The girl’s eyes and mine met. Clearly, our eye gaze read the same thought: We were both bewildered that this guy was so open about sharing his personal business about his father. The girl then asked me and I played the game as the guy next to me of revealing all to complete strangers, “No, I do not really drink alcohol. I do not like the taste of it and, plus, I have had two kidney transplants and just want to keep healthy.”
That is when the girl and the guy next to me both stared at me. That is when I realized that this is how you get with strangers. You just start sharing your stories with strangers because you will probably never see each other again so you have nothing to lose. In a hot, stuffy, and sweltering common room in a hostel in the heart of Seattle, Washington with the fan blowing on high blast but not doing anything, these strangers and I ended up chatting about our lives. The guy who shared about his alcoholic father was from Ohio; He went on to tell us his marital woes with his wife who left him after finishing up her chemotherapy treatment. The girl was actually with her boyfriend, and they were from northern California and were here for the Pearl Jam concert. As for me, I was there in Seattle, Washington all by myself in a bare necessities hostel and in a dormitory room with three female strangers that would save me over $200 in the heart of Pike Place Market to fulfill a two-for-the-price-of-one Live List item that crept up on me about six months ago when I was making travel arrangements to go to Salt Lake City, Utah for the Transplant Games of America: Live on less and little to realize how much I truly have in my life.
Six months ago, I tried to recruit people to come travel with me, but no one could commit or no one had the financial or time off from work abilities.
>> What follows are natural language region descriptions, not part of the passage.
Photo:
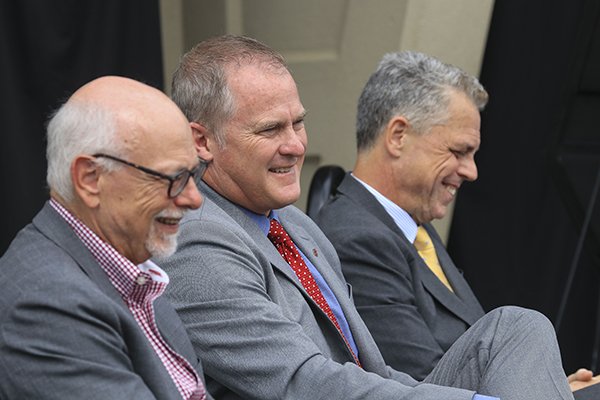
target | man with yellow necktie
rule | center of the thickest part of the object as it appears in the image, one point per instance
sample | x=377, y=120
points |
x=417, y=134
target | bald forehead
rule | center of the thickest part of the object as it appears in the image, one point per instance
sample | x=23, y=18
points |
x=139, y=110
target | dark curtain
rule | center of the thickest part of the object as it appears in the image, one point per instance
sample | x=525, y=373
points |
x=47, y=50
x=515, y=230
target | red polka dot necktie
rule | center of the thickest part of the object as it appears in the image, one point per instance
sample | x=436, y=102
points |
x=291, y=255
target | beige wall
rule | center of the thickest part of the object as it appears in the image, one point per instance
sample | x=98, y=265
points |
x=332, y=46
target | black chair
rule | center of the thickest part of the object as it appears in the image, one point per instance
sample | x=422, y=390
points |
x=322, y=186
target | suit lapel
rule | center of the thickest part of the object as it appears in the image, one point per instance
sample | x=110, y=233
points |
x=57, y=230
x=462, y=302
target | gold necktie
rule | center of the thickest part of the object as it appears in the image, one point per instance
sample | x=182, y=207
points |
x=424, y=246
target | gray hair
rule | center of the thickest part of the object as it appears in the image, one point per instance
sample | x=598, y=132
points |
x=414, y=85
x=78, y=128
x=199, y=85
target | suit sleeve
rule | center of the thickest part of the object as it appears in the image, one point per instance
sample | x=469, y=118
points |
x=248, y=342
x=380, y=273
x=59, y=341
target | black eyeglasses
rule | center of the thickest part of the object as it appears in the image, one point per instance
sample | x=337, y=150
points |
x=177, y=182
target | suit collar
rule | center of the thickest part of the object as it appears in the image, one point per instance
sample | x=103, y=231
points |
x=302, y=239
x=56, y=229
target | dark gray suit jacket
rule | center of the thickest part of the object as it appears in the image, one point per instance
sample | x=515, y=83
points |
x=260, y=333
x=65, y=332
x=413, y=317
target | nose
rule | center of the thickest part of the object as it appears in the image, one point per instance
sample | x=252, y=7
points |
x=468, y=169
x=190, y=197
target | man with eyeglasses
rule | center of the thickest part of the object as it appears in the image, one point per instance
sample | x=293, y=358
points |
x=80, y=309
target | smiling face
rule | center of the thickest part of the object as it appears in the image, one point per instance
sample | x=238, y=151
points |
x=265, y=141
x=434, y=164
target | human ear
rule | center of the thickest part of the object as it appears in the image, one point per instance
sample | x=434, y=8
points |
x=85, y=175
x=203, y=141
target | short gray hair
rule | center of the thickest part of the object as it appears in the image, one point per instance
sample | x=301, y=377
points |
x=199, y=85
x=78, y=128
x=414, y=85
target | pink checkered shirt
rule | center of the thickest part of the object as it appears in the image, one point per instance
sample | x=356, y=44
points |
x=139, y=286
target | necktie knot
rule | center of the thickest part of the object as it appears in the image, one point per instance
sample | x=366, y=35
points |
x=286, y=247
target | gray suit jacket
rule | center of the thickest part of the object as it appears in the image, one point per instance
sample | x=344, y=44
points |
x=260, y=334
x=65, y=332
x=413, y=317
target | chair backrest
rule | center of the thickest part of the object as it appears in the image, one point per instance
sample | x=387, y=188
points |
x=322, y=186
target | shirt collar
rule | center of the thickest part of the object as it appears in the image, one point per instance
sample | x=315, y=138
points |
x=123, y=274
x=403, y=220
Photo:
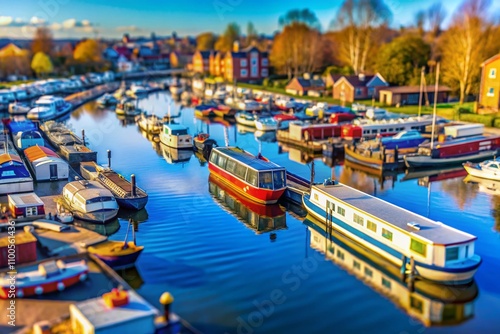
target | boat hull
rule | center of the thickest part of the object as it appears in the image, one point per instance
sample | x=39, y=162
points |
x=456, y=275
x=421, y=161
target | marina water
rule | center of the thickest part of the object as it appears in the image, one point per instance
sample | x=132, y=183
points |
x=227, y=278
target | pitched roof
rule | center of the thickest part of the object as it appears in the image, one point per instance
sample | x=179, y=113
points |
x=415, y=89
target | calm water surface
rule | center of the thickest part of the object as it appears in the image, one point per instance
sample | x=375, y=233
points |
x=229, y=274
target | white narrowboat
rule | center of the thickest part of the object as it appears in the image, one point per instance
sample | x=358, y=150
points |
x=89, y=200
x=176, y=136
x=438, y=252
x=46, y=164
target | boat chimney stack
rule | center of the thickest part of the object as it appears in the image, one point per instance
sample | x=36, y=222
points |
x=132, y=181
x=109, y=159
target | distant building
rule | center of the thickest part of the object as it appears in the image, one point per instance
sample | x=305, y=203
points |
x=409, y=95
x=358, y=87
x=489, y=93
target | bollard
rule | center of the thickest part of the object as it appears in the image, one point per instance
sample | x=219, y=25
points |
x=166, y=300
x=109, y=159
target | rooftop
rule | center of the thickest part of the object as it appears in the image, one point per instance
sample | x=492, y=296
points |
x=435, y=232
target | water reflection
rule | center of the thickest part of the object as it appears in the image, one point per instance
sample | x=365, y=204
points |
x=260, y=218
x=429, y=302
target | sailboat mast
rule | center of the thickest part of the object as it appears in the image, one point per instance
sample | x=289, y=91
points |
x=435, y=107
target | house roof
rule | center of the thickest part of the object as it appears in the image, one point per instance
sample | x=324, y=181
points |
x=490, y=60
x=414, y=89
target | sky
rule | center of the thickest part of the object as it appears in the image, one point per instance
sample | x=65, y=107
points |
x=112, y=18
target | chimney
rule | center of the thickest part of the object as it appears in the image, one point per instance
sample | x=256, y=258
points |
x=236, y=46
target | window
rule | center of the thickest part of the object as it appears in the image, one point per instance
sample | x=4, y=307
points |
x=451, y=253
x=386, y=283
x=387, y=234
x=266, y=180
x=416, y=304
x=358, y=219
x=371, y=226
x=252, y=177
x=493, y=73
x=341, y=211
x=418, y=247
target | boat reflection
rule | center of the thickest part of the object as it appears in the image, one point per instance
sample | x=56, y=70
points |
x=175, y=156
x=259, y=217
x=431, y=303
x=107, y=229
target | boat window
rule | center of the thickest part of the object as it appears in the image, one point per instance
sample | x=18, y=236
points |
x=279, y=179
x=341, y=211
x=418, y=247
x=266, y=180
x=221, y=162
x=252, y=177
x=231, y=166
x=451, y=253
x=387, y=234
x=213, y=157
x=358, y=219
x=240, y=171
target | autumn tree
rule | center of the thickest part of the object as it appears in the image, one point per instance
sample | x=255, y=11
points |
x=41, y=64
x=401, y=60
x=227, y=39
x=205, y=41
x=356, y=22
x=464, y=45
x=42, y=41
x=298, y=48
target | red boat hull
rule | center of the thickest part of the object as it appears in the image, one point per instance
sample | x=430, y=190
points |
x=264, y=196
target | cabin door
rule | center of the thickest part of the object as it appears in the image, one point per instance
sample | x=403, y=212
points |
x=53, y=172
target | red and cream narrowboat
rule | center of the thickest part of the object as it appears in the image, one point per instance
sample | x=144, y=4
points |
x=255, y=178
x=50, y=276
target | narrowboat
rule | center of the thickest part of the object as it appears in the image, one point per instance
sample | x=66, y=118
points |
x=50, y=276
x=365, y=128
x=45, y=164
x=176, y=136
x=489, y=169
x=253, y=177
x=14, y=176
x=126, y=193
x=26, y=205
x=430, y=303
x=454, y=152
x=260, y=218
x=428, y=249
x=89, y=200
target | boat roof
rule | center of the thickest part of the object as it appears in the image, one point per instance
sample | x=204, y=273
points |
x=248, y=159
x=432, y=231
x=37, y=152
x=87, y=189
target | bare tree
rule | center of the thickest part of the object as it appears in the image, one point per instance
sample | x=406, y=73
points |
x=356, y=20
x=464, y=45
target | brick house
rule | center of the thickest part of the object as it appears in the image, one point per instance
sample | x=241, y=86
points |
x=201, y=61
x=358, y=87
x=489, y=92
x=248, y=65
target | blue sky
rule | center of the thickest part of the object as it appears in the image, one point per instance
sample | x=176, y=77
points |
x=111, y=18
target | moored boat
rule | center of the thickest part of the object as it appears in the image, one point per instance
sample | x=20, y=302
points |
x=257, y=179
x=428, y=249
x=126, y=193
x=51, y=276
If there is one thing I learned long ago and I know it sounds terribly selfish, but I do not put my life on hold or wait for anyone. If I wait around or depend on someone to travel with or to do something with me, I will probably end up waiting forever. And, ‘forever’ is not something myself or any of us have. If I want to do something, I will do it—with or without anyone.
My friends and even the transplant center somewhat scolded me for traveling all alone and in not the most hygienic of places with strangers. Hostels do not get the best of reputations—especially dormitory hostels. I had stayed at hostels before, but they were either alone in the room or with a good friend. This was the first time I would stay in a dormitory setting. In fact, it was the first time ever in my life I was going to be in a dormitory setting because I did not experience that in college. Granted, hostels are not 4-star luxury hotels or even a motel, but they get the job done as a place for me to sleep, go to the bathroom, and even eat breakfast. I was going to sacrifice comfort to save money and gain life experiences.
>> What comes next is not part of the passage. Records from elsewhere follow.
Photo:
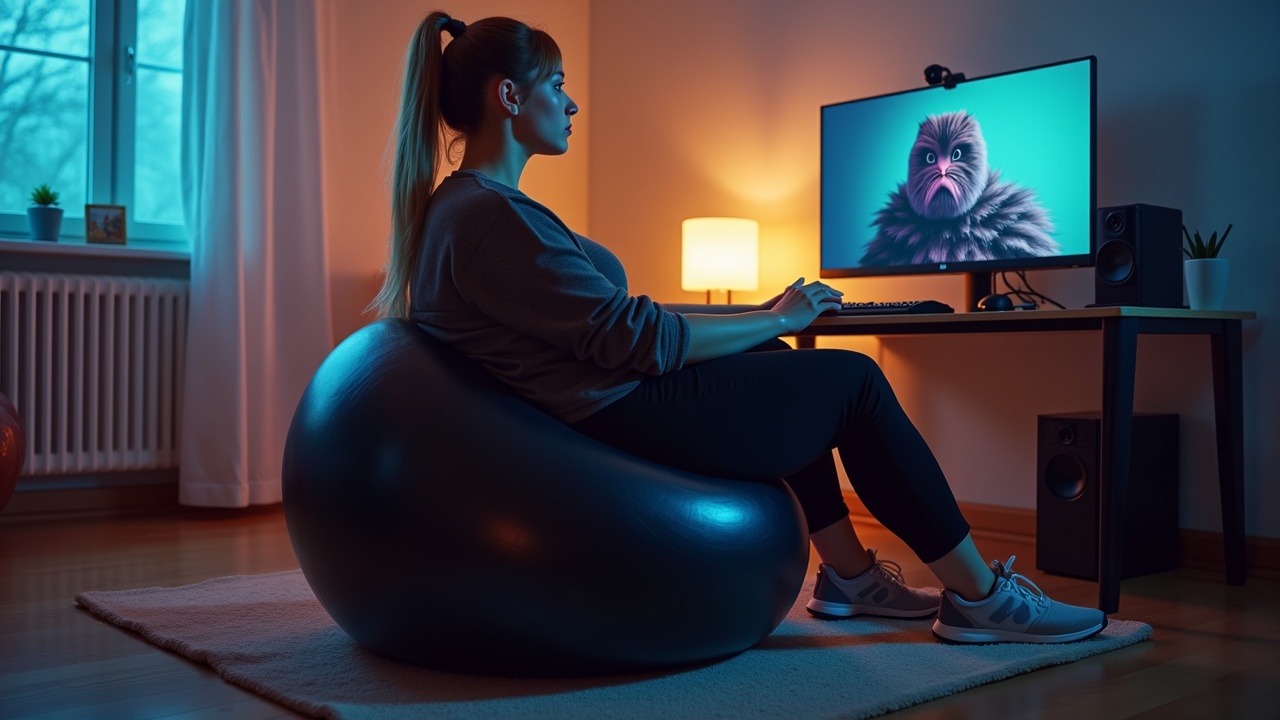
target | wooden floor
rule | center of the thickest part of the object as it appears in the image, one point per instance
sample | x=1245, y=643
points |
x=1215, y=651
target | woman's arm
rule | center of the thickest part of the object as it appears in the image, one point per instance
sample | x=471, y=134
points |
x=717, y=336
x=688, y=309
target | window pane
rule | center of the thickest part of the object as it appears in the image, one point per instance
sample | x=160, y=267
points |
x=44, y=130
x=156, y=180
x=55, y=26
x=160, y=32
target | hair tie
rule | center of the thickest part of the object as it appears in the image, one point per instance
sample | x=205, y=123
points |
x=455, y=27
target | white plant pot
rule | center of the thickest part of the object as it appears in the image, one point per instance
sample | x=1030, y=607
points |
x=46, y=222
x=1206, y=283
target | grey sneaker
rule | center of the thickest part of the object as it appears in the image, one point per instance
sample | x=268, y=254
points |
x=1015, y=611
x=878, y=591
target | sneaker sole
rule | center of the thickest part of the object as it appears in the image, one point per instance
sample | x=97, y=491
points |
x=842, y=610
x=977, y=636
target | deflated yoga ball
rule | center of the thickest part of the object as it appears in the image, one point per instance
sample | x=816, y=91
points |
x=443, y=520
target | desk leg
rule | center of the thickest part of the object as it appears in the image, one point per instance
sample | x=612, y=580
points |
x=1229, y=420
x=1119, y=364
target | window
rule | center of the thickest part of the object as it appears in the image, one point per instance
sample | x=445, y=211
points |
x=91, y=104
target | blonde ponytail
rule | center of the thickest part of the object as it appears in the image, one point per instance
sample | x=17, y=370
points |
x=443, y=94
x=419, y=137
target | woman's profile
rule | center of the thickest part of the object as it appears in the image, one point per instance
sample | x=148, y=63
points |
x=499, y=277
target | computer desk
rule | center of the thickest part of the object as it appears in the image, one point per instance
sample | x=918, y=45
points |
x=1120, y=328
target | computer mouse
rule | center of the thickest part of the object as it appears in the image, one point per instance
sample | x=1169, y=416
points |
x=996, y=302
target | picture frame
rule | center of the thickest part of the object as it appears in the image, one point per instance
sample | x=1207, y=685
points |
x=105, y=224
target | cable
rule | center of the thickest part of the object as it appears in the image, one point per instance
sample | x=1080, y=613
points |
x=1028, y=291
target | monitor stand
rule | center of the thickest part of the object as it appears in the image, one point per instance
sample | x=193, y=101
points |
x=976, y=287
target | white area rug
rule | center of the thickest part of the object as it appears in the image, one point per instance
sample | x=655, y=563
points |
x=268, y=633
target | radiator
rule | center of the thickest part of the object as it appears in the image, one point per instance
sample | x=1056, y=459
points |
x=94, y=365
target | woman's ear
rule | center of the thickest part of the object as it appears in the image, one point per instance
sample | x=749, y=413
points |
x=508, y=96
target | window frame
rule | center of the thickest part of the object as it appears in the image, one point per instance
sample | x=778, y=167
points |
x=112, y=135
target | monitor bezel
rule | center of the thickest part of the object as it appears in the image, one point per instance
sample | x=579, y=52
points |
x=995, y=265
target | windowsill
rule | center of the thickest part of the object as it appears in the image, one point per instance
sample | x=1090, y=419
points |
x=80, y=249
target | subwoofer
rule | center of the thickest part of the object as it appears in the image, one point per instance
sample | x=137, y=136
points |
x=1066, y=495
x=1139, y=259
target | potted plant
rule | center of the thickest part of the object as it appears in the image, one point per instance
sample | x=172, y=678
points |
x=46, y=220
x=1205, y=272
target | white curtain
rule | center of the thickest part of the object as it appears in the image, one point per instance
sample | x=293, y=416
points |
x=252, y=183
The three strangers ended up inviting me out for weed and cannabis. Marijuana is legal in Seattle. I learned that the hard way when I arrived. I was already having a hard time breathing and was all congested in the mornings in the stuffy hostel from lack of air circulation/no air conditioner and from the scent of weed. I kindly declined. They looked disappointed. I joked, “You have extra fun whiffs for me!”
For the two nights I was in the hostel, I was sweaty and craving the comfort of my air conditioner. I was the only one to put the small fan attached to my bunk bed on full blast. Not having fresh air in the room made me all the more grateful for the somewhat fresh air when I would go out to walk in Seattle at breaking dawn. I walked more than I had walked than when I was at home. The aches and pains in my feet made me all the more thankful for now having a hip replacement so I could actually walk now more than I ever could growing up. I happened to meet a girl from Italy on a food tour who was also traveling alone. We bonded over people questioning us single women: “Oh…why are you traveling all alone? That is sad.” I am sure that if I was a guy, I would not be asked this or receive a piteous reaction.
On the contrary, traveling all alone brings you to place of such freedom. I highly recommend it to everyone. You see things, people, places, and experiences in a whole different enlightening and eye-opening light that you do not get to experience when you travel with the familiar. You talk to people you would not normally talk to. Your senses are heightened and on more of an alert than if you were with someone else. Your natural instincts kick in of who you can talk to and who you cannot and where you can go to and where you cannot where safety is put first. It is purposefully putting yourself in a vulnerable place to come out stronger and much more open to adventures and experiences. It is unfamiliar, uncomfortable, thrilling, and exhilarating. It is life on less and you gain all the more.
It is when we have little or less that we realize how much more we really have. Have you ever purposefully put yourself in a place of hardships and challenges to test your strength and abilities? Have you ever hit rock bottom only to realize how much you really have and how truly fortunate and blessed you are? When have you had ‘less’ to see how much you really have?